The most common treatment-emergent adverse events (TEAEs) in subjects with previously-treated MCL (reported in ≥20% of 120 subjects) were diarrhea, fatigue, nausea, peripheral edema, constipation dyspnea, upper respiratory tract infection, vomiting, decreased appetite, cough, and thrombocytopenia. A higher dose of Imbruvica was used for the treatment of MCL patients in clinical trials compared to chronic lymphocytic leukemia (CLL) patients (560 mg vs 420 mg daily, respectively). Overall, the safety profile of Imbruvica identified in the treatment of previously-treated MCL patients is consistent with that previously assessed in the CLL patient population, and the data support the conclusion that Imbruvica has a tolerable safety profile for the indicated patient population.

An exception to this consistency is in the rate of hemorrhagic events reported in MCL patients, where 8 patients (6.7%) in the integrated MCL population experienced a major hemorrhagic event, compared to 1.0% of patients in the pivotal CLL study (Study 1112). There were multiple potential contributing causes for bleeding in MCL patients, including concurrent use of anti-platelet agents or anticoagulants. Subsequent studies (including those in the CLL patient population) recommended against concomitant use of warfarin or other vitamin K antagonists and use of caution with concomitant use of other anticoagulants or medications that inhibit platelet function; this recommendation is included in the approved Product Monograph.

Similarly, atrial fibrillation was also reported more frequently in Study 1104 than in studies in CLL, with 10% of MCL patients treated with 560 mg daily Imbruvica reporting atrial fibrillation, compared to 5% previously reported for CLL patients treated with 420 mg daily. Based on the available data, it is not known if the increased incidence of reports in MCL patients is due to the higher dose used in this patient population.

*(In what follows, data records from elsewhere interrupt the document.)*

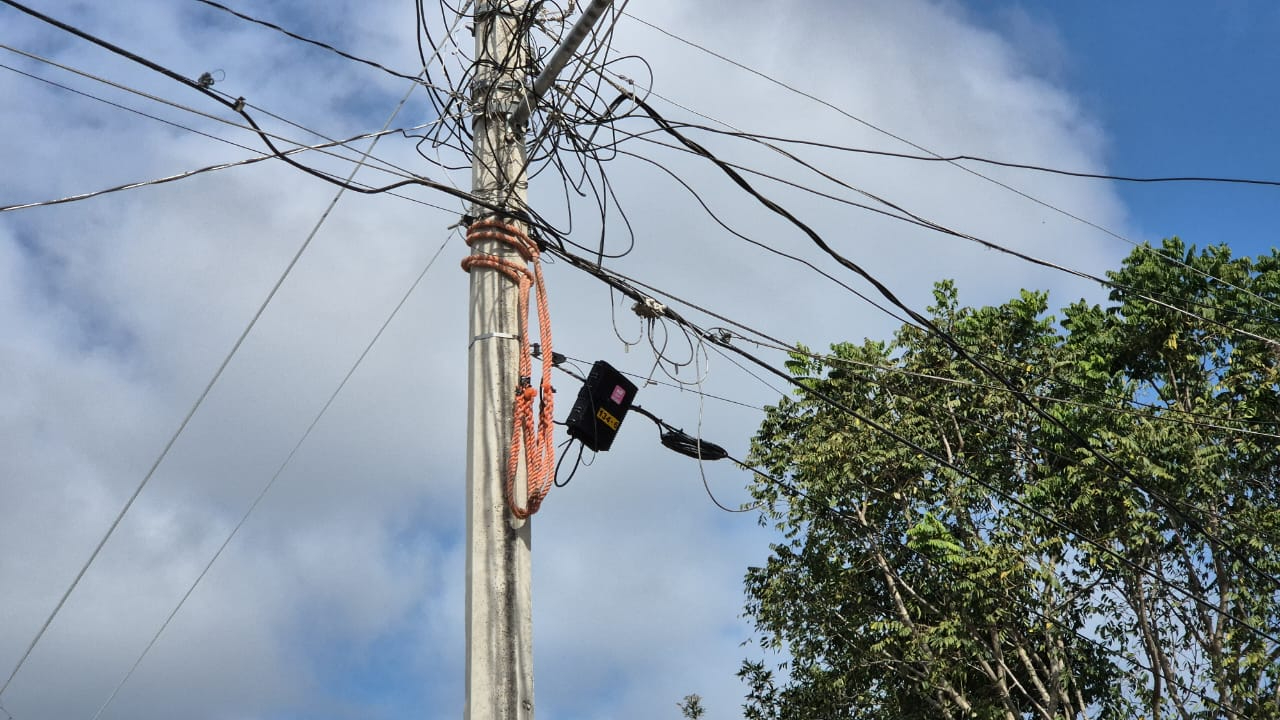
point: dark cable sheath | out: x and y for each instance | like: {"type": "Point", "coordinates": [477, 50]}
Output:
{"type": "Point", "coordinates": [238, 106]}
{"type": "Point", "coordinates": [993, 162]}
{"type": "Point", "coordinates": [304, 39]}
{"type": "Point", "coordinates": [599, 273]}
{"type": "Point", "coordinates": [950, 341]}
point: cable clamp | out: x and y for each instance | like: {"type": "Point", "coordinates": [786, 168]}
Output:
{"type": "Point", "coordinates": [490, 336]}
{"type": "Point", "coordinates": [649, 308]}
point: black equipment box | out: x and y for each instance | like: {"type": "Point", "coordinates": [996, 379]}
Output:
{"type": "Point", "coordinates": [600, 406]}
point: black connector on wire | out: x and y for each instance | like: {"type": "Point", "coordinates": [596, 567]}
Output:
{"type": "Point", "coordinates": [679, 441]}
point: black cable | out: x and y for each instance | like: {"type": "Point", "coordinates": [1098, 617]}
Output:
{"type": "Point", "coordinates": [316, 42]}
{"type": "Point", "coordinates": [955, 345]}
{"type": "Point", "coordinates": [576, 464]}
{"type": "Point", "coordinates": [238, 106]}
{"type": "Point", "coordinates": [1000, 163]}
{"type": "Point", "coordinates": [599, 273]}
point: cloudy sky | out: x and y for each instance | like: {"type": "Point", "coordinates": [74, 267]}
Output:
{"type": "Point", "coordinates": [342, 593]}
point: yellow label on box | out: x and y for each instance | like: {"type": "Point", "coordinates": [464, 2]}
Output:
{"type": "Point", "coordinates": [608, 419]}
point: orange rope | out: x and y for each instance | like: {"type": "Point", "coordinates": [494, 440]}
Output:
{"type": "Point", "coordinates": [536, 440]}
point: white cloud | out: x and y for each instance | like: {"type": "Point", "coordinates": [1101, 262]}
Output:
{"type": "Point", "coordinates": [118, 309]}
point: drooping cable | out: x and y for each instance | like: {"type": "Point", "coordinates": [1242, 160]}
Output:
{"type": "Point", "coordinates": [311, 41]}
{"type": "Point", "coordinates": [186, 420]}
{"type": "Point", "coordinates": [599, 273]}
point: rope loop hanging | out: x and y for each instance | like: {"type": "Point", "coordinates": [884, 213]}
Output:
{"type": "Point", "coordinates": [531, 431]}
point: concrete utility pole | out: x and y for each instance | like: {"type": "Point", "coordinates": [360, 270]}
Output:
{"type": "Point", "coordinates": [499, 674]}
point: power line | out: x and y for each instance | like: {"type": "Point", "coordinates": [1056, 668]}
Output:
{"type": "Point", "coordinates": [248, 127]}
{"type": "Point", "coordinates": [901, 214]}
{"type": "Point", "coordinates": [1147, 490]}
{"type": "Point", "coordinates": [270, 483]}
{"type": "Point", "coordinates": [316, 42]}
{"type": "Point", "coordinates": [238, 106]}
{"type": "Point", "coordinates": [938, 156]}
{"type": "Point", "coordinates": [625, 287]}
{"type": "Point", "coordinates": [126, 108]}
{"type": "Point", "coordinates": [191, 413]}
{"type": "Point", "coordinates": [261, 158]}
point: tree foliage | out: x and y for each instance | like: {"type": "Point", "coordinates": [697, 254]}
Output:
{"type": "Point", "coordinates": [1118, 559]}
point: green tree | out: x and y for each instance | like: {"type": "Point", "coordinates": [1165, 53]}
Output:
{"type": "Point", "coordinates": [1114, 555]}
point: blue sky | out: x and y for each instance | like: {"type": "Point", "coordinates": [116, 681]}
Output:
{"type": "Point", "coordinates": [1179, 89]}
{"type": "Point", "coordinates": [342, 596]}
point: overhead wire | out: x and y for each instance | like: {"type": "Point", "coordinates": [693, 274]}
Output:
{"type": "Point", "coordinates": [193, 110]}
{"type": "Point", "coordinates": [311, 41]}
{"type": "Point", "coordinates": [936, 155]}
{"type": "Point", "coordinates": [685, 446]}
{"type": "Point", "coordinates": [273, 479]}
{"type": "Point", "coordinates": [202, 395]}
{"type": "Point", "coordinates": [238, 106]}
{"type": "Point", "coordinates": [625, 287]}
{"type": "Point", "coordinates": [899, 213]}
{"type": "Point", "coordinates": [260, 158]}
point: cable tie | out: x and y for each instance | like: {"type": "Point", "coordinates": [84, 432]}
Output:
{"type": "Point", "coordinates": [490, 336]}
{"type": "Point", "coordinates": [649, 308]}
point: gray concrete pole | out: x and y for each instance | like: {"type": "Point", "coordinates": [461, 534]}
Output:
{"type": "Point", "coordinates": [499, 661]}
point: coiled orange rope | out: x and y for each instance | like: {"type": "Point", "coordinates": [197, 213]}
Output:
{"type": "Point", "coordinates": [536, 438]}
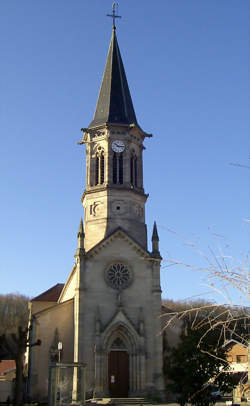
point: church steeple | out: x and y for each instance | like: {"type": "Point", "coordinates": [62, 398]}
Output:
{"type": "Point", "coordinates": [114, 105]}
{"type": "Point", "coordinates": [114, 195]}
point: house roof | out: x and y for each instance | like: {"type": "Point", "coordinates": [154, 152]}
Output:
{"type": "Point", "coordinates": [50, 295]}
{"type": "Point", "coordinates": [114, 105]}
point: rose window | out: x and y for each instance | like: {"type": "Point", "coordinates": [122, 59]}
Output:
{"type": "Point", "coordinates": [118, 276]}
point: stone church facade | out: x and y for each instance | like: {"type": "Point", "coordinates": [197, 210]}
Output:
{"type": "Point", "coordinates": [107, 314]}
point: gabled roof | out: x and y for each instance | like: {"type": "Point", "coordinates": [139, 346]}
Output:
{"type": "Point", "coordinates": [50, 295]}
{"type": "Point", "coordinates": [117, 233]}
{"type": "Point", "coordinates": [114, 103]}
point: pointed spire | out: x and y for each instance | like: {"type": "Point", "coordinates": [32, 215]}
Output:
{"type": "Point", "coordinates": [155, 240]}
{"type": "Point", "coordinates": [114, 103]}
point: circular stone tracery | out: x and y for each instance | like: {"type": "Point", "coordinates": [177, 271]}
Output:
{"type": "Point", "coordinates": [118, 276]}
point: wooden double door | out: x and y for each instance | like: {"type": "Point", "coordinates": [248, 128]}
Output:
{"type": "Point", "coordinates": [118, 374]}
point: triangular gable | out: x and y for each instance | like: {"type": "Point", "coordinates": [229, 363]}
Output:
{"type": "Point", "coordinates": [120, 317]}
{"type": "Point", "coordinates": [50, 295]}
{"type": "Point", "coordinates": [69, 287]}
{"type": "Point", "coordinates": [118, 233]}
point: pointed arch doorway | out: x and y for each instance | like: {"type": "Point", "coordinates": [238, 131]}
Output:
{"type": "Point", "coordinates": [118, 370]}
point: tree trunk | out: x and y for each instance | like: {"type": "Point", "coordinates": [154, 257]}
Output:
{"type": "Point", "coordinates": [18, 392]}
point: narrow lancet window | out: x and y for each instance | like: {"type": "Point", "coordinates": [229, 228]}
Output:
{"type": "Point", "coordinates": [121, 169]}
{"type": "Point", "coordinates": [115, 168]}
{"type": "Point", "coordinates": [96, 170]}
{"type": "Point", "coordinates": [102, 169]}
{"type": "Point", "coordinates": [133, 170]}
{"type": "Point", "coordinates": [99, 167]}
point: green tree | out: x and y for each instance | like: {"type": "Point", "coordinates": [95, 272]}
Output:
{"type": "Point", "coordinates": [191, 370]}
{"type": "Point", "coordinates": [14, 337]}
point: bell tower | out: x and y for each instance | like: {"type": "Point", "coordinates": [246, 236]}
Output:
{"type": "Point", "coordinates": [114, 195]}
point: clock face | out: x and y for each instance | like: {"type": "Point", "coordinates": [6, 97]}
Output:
{"type": "Point", "coordinates": [118, 146]}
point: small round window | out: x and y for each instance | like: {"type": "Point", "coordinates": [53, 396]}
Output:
{"type": "Point", "coordinates": [118, 276]}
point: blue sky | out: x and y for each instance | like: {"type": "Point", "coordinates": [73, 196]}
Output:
{"type": "Point", "coordinates": [187, 64]}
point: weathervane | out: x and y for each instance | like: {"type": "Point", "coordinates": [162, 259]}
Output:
{"type": "Point", "coordinates": [113, 15]}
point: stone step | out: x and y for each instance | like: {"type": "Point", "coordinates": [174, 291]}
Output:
{"type": "Point", "coordinates": [118, 401]}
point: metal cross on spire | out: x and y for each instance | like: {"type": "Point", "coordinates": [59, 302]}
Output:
{"type": "Point", "coordinates": [113, 15]}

The Product Monograph is the primary risk management strategy to manage the risks associated with Imbruvica. Warnings pertaining to the adverse events reported in clinical trials, and recommendations to the prescriber regarding dose modifications/interruptions that may be required to manage adverse events have been included. Risk factors, when present, are described, and recommendations for monitoring are provided. The Product Monograph is considered an appropriate measure for risk management of Imbruvica.

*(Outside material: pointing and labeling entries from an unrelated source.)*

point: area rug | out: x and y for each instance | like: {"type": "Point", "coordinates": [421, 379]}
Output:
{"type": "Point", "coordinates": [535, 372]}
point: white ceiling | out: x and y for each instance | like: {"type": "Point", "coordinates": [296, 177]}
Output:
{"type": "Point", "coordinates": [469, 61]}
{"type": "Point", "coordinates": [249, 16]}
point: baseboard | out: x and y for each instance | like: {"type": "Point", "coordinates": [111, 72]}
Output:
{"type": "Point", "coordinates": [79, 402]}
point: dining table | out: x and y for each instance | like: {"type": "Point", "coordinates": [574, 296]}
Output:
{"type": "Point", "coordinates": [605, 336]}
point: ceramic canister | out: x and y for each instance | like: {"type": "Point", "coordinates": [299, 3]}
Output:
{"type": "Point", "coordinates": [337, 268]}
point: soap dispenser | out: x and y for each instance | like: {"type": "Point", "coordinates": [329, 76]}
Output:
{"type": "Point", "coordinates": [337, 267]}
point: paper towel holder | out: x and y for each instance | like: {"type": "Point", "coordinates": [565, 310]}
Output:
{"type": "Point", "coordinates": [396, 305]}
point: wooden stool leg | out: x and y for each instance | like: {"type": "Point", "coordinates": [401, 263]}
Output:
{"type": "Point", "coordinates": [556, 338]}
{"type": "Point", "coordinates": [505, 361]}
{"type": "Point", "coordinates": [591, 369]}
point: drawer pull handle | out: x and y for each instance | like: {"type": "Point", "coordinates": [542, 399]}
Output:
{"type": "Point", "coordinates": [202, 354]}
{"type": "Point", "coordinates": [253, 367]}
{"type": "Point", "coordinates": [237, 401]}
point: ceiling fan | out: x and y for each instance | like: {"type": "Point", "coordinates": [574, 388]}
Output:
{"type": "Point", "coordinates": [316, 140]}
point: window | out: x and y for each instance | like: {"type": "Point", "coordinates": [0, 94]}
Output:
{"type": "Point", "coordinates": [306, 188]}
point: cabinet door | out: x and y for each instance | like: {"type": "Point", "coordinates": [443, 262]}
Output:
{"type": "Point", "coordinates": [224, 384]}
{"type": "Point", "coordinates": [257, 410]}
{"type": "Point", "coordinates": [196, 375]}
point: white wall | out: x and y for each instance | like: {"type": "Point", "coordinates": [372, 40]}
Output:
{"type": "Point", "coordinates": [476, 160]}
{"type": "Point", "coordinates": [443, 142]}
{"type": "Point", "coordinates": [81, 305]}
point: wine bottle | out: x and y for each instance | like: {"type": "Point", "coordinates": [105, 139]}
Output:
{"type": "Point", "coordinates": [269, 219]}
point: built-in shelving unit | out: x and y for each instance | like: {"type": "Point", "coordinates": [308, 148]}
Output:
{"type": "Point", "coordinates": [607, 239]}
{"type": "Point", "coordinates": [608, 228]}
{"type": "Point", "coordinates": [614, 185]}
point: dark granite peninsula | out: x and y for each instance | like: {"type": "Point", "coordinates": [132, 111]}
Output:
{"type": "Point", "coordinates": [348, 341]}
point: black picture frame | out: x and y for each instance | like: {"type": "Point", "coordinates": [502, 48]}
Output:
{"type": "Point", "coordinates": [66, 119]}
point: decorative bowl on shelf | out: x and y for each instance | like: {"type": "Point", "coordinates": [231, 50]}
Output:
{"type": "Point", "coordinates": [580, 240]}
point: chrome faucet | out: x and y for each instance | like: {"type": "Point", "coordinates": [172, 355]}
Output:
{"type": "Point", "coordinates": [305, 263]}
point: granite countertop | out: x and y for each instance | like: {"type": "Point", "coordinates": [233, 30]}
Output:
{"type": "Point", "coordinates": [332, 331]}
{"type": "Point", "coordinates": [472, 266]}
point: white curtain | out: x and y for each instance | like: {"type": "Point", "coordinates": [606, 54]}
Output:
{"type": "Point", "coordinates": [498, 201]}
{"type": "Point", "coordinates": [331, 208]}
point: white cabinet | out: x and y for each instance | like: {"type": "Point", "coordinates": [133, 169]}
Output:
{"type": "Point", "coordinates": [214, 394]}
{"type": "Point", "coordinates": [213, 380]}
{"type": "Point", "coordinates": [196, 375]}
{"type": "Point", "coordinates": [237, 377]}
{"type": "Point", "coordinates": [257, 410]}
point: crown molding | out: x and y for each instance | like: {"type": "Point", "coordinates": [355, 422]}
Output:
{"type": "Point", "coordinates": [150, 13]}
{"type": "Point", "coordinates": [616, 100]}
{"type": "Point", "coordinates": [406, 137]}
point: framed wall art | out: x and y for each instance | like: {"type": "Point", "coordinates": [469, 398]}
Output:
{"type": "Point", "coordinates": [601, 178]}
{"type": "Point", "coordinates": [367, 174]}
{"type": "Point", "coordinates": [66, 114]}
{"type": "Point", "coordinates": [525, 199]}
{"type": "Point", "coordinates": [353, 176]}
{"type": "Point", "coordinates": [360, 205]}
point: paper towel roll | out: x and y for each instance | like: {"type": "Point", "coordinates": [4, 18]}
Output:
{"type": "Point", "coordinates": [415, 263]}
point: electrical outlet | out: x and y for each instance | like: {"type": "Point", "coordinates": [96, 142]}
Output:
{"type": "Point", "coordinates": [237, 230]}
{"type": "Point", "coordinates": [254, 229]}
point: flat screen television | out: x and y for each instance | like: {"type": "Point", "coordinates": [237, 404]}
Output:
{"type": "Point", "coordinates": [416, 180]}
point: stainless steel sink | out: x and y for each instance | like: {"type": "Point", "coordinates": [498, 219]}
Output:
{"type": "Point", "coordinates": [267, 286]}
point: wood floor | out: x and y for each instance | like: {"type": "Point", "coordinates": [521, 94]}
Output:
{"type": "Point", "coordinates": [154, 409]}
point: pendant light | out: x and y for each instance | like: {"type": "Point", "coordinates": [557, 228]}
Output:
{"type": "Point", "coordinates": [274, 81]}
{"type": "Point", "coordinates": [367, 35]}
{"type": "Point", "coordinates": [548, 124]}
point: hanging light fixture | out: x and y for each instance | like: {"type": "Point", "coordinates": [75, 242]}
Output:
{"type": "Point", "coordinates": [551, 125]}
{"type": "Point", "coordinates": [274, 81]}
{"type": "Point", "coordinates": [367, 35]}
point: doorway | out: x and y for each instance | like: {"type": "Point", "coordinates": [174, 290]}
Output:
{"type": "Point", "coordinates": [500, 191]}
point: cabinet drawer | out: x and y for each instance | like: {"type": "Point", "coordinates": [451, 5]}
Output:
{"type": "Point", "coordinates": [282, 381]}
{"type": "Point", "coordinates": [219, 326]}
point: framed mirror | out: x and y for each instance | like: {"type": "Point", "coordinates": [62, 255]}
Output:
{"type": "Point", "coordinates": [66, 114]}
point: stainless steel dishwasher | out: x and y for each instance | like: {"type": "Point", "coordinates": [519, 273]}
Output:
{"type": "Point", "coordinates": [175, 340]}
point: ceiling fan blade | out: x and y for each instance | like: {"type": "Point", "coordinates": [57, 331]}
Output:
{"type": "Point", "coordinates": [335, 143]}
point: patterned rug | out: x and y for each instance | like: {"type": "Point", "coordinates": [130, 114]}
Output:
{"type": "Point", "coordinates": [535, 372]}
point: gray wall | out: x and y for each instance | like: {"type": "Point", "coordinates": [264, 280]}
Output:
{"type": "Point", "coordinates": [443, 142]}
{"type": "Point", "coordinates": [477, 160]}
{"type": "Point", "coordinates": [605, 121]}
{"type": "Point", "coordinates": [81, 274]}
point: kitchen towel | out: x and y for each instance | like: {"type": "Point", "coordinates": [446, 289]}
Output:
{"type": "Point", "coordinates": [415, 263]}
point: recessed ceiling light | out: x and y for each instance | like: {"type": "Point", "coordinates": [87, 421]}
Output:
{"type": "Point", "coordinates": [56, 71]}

In conclusion, while the response rates achieved for MCL patients following treatment with Imbruvica are high with a considerably long duration of response, Study 1104 is limited by the absence of a comparator arm and uncertainties resulting from cross-study comparisons to other agents. Furthermore, duration of response should be confirmed in a larger patient population. As such, the data are considered to support promising evidence of efficacy with an acceptable safety profile and meet the requirements of approval under the NOC/c Guidance. Additional studies are required to confirm the benefit of Imbruvica in patients with relapsed or refractory MCL.

 

Decision issued

Approved; issued Notice of Compliance in accordance with the Food and Drug Regulations.